MTSU’s record without Jarreau was 7-11, and not having him in the lineup every day forced the Raiders to make some changes. Sophomore Austin Dennis slid over from his regular spot in right field in Jarreau’s absence, while freshman Devin Conn platooned in right field and on the mound, giving both players valuable experience for the future.
During the time in which Jarreau couldn’t play, he rehabbed and was still extremely involved with the Raider’s.
“I tried to help out in practice, and help the outfielders out,” Jarreau said. “I really tried to help Coach [Jim] McGuire out and help the guys from the dugout and do my part.”
Since Jarreau’s return from injury, he’s seemed to pick up right where he left off. Since rejoining the lineup on March 24 against Western Kentucky, the team has gone 7-5, including a series win at Marshall and a shocking defeat over Tennessee in Knoxville.
Jerreau’s biggest outing thus far, however, was against Austin Peay where he went 2-4 with two homers, his first multi-home run game of his illustrious career.

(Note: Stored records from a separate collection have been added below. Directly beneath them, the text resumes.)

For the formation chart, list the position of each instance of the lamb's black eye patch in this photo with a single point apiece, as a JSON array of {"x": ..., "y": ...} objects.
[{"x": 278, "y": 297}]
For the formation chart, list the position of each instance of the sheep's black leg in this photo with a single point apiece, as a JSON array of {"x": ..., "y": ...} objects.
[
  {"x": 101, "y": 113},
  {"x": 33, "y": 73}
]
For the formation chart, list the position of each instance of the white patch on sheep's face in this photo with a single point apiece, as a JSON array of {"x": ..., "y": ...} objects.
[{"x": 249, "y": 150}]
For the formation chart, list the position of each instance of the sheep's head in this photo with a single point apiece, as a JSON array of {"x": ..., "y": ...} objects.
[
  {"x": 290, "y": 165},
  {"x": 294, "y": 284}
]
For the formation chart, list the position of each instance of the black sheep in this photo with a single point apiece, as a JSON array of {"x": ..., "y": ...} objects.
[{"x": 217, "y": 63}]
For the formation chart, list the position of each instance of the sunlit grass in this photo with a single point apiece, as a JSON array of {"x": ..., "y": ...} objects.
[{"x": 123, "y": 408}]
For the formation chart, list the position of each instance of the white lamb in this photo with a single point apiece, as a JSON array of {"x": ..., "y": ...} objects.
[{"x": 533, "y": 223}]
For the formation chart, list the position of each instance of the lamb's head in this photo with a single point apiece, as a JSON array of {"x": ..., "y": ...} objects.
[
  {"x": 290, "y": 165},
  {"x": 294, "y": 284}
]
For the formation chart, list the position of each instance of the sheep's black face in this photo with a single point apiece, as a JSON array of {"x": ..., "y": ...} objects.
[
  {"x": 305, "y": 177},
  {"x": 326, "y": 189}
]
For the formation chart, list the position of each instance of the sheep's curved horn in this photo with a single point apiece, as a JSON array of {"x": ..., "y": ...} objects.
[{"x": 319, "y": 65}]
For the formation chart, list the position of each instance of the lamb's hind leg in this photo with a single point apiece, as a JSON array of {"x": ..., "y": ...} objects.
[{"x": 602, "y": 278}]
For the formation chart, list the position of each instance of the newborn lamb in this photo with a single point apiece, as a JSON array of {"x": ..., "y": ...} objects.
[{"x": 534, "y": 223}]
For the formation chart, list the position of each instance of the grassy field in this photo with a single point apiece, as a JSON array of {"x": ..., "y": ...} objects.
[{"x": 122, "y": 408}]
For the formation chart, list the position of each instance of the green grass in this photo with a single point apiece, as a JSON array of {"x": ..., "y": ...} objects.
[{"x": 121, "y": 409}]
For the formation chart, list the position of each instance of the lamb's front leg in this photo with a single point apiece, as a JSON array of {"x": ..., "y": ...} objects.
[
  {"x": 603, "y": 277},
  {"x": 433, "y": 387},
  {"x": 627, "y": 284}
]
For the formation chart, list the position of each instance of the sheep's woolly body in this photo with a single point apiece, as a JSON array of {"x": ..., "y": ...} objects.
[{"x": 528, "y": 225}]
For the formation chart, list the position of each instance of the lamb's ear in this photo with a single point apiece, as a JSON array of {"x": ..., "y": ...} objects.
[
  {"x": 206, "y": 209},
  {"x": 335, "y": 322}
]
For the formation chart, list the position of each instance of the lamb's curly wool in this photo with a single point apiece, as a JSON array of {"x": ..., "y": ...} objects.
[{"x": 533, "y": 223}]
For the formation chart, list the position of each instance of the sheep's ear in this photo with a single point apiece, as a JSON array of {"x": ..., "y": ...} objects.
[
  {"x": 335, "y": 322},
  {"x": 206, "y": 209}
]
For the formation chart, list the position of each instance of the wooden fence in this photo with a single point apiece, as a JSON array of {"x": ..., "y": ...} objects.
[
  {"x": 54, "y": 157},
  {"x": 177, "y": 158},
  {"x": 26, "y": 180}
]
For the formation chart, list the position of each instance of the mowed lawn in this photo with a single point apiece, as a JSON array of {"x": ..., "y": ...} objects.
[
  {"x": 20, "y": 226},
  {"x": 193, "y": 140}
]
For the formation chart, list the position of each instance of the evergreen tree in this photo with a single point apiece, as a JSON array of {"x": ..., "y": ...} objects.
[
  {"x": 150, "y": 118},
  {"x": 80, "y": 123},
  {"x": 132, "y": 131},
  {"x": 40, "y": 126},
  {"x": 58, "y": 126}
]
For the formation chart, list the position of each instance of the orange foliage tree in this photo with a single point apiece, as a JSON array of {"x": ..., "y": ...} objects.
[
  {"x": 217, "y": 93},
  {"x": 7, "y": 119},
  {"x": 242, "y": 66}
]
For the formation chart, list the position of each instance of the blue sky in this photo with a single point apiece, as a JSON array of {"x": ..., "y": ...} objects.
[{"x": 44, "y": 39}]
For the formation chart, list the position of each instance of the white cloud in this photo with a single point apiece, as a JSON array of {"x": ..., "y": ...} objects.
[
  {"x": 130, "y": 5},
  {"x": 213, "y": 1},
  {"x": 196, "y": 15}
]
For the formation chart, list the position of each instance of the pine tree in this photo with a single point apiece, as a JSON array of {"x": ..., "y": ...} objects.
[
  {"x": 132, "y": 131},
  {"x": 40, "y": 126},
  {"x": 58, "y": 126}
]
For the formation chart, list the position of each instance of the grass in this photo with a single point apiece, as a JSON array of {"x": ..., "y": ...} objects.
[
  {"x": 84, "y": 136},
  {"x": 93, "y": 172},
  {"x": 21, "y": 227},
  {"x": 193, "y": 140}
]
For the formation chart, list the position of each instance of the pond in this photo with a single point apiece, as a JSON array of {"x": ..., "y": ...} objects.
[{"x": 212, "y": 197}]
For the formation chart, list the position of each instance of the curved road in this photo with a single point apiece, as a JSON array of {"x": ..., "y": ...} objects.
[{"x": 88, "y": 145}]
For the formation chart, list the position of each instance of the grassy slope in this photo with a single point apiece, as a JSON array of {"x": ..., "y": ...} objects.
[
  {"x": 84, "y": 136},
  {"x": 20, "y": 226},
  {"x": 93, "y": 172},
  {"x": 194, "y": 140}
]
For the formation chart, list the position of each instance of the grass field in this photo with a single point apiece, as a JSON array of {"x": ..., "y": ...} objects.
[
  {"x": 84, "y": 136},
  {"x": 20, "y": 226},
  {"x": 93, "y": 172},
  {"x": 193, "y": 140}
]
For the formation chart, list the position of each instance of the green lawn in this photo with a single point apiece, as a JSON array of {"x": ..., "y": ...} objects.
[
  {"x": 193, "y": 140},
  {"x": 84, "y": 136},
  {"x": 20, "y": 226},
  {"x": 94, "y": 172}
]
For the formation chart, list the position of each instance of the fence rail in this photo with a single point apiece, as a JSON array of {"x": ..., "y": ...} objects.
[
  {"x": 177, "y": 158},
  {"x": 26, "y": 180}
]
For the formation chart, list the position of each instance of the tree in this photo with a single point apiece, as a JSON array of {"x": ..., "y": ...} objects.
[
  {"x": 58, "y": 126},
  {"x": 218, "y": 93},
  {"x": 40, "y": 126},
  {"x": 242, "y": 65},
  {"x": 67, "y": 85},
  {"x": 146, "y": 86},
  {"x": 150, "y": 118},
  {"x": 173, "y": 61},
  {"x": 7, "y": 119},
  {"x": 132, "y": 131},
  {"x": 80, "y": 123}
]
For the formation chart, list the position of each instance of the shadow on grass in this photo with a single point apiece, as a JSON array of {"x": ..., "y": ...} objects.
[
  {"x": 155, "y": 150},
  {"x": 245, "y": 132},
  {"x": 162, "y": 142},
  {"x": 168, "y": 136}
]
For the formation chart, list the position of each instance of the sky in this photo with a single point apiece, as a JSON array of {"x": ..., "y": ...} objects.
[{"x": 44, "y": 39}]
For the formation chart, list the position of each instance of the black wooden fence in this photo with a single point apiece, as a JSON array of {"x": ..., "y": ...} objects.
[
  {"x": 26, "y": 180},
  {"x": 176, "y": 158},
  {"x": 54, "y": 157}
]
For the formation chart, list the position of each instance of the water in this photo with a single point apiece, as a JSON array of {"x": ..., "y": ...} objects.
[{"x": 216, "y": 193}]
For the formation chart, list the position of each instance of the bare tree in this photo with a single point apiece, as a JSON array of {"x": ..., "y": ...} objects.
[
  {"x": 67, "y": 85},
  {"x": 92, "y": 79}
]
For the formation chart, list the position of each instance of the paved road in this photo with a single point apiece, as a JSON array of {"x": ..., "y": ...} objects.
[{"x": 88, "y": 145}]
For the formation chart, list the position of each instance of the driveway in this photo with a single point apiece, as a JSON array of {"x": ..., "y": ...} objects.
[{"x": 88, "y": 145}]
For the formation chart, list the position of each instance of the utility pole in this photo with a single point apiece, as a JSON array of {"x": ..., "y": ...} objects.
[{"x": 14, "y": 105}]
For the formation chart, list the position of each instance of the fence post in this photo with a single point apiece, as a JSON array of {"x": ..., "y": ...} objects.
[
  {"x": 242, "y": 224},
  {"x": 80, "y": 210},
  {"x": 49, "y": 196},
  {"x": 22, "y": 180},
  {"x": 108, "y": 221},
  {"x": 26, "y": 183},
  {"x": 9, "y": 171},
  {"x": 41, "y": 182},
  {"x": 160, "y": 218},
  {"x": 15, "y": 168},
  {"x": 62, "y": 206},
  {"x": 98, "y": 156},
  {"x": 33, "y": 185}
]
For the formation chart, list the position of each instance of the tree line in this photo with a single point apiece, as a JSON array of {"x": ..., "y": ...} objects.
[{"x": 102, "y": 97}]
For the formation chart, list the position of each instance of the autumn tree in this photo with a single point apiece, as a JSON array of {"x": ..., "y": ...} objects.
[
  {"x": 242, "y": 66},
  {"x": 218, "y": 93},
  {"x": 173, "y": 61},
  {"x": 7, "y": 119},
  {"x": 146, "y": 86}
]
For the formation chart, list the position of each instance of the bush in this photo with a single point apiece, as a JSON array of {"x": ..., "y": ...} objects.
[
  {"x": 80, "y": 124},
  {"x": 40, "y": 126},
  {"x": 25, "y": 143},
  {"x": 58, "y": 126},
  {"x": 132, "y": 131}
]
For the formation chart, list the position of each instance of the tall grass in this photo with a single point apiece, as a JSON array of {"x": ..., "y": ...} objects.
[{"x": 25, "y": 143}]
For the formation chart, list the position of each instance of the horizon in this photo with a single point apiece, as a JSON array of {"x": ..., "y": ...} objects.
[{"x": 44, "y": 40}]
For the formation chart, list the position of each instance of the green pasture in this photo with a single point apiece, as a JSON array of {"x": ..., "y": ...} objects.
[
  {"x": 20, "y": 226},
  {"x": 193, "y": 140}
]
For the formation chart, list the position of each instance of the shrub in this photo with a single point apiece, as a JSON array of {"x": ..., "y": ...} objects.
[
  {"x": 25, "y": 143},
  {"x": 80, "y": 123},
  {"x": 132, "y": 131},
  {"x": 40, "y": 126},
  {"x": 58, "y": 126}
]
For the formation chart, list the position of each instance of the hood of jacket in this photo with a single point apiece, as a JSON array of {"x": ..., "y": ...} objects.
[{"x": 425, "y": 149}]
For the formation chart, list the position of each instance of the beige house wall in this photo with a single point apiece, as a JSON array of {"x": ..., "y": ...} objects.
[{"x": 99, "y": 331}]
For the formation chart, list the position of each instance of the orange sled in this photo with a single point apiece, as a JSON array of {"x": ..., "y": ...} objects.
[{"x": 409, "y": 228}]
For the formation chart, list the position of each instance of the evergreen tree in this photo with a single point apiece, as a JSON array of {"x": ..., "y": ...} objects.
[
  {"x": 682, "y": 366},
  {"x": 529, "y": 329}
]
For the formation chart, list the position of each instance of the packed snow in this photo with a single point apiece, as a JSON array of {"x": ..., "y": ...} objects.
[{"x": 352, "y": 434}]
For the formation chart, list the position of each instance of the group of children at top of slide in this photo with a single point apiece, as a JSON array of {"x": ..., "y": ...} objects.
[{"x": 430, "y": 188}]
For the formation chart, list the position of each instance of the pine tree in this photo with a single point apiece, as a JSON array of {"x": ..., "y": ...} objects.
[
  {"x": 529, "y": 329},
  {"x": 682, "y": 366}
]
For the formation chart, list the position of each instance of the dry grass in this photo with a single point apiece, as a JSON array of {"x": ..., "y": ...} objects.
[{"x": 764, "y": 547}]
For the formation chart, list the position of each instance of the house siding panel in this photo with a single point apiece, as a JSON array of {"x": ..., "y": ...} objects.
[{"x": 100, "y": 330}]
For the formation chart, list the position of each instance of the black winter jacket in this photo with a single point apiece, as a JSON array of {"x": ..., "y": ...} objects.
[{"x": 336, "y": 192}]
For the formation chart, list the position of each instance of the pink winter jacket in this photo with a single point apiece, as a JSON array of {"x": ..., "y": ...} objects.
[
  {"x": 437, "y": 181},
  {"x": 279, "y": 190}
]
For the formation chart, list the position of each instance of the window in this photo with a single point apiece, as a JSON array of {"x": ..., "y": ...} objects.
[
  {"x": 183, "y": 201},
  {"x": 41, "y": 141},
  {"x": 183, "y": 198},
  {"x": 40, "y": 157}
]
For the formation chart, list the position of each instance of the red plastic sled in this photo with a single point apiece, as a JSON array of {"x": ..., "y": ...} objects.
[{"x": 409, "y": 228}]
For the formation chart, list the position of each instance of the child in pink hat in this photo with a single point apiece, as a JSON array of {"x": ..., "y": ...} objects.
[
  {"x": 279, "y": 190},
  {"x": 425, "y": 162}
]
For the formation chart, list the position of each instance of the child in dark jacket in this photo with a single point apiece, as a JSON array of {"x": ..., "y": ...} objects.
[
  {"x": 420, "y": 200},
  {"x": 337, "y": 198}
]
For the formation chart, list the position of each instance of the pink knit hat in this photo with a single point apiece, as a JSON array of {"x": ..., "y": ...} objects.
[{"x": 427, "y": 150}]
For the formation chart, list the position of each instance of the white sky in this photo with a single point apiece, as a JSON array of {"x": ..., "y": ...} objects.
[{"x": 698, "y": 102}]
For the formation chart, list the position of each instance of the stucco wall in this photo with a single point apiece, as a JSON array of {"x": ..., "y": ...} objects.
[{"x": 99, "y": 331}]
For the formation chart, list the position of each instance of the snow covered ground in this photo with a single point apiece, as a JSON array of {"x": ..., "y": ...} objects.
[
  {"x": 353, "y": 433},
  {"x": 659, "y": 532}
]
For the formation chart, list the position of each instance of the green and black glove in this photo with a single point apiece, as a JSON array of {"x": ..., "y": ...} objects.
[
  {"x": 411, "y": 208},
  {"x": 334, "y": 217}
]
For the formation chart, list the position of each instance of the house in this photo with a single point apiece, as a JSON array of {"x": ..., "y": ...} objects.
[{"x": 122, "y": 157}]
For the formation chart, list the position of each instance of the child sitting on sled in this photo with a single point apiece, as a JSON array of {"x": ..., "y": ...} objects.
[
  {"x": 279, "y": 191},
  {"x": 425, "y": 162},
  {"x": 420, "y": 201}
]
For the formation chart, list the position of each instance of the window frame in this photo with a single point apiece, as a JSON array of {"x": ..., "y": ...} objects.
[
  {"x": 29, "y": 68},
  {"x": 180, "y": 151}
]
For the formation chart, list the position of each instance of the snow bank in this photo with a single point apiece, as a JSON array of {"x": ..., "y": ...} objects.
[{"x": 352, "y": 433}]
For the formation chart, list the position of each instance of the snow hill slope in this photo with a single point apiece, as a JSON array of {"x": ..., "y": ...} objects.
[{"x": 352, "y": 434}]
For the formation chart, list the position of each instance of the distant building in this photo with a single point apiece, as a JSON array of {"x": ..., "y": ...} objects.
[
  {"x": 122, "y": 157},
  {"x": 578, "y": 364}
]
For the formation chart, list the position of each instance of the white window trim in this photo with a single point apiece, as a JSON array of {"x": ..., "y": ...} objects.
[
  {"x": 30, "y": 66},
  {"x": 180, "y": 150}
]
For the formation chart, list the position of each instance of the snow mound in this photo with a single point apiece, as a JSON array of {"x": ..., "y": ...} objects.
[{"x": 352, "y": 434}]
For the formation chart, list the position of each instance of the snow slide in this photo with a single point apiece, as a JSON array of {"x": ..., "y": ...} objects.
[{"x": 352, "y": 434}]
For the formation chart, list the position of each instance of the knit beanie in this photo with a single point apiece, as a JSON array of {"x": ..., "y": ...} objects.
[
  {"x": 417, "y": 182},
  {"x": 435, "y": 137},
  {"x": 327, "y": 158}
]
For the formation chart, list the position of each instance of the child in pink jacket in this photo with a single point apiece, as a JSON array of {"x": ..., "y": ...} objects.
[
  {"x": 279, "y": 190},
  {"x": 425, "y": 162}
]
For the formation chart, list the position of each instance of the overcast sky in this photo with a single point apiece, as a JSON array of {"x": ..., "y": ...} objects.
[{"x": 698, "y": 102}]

Needless to say, Jarreau has been tearing it up at the plate. Brad’s average is sitting at .318 with 15 RBI and four home run’s in only 14 games played this season.
“I was hitting really good earlier this year [before the injury],”Jarreau said. “I think I had a good plan early on this year so I really wanted to try and continue that. Confidence is a really big thing in this game. I believed in myself and knew I had prepared enough and was ready to go when I came back.”
Jarreau’s last shot at a conference title and a possible College World Series birth has fallen upon him, and “Bad” Brad is doing everything he can to make the most of his final ride as a Raider.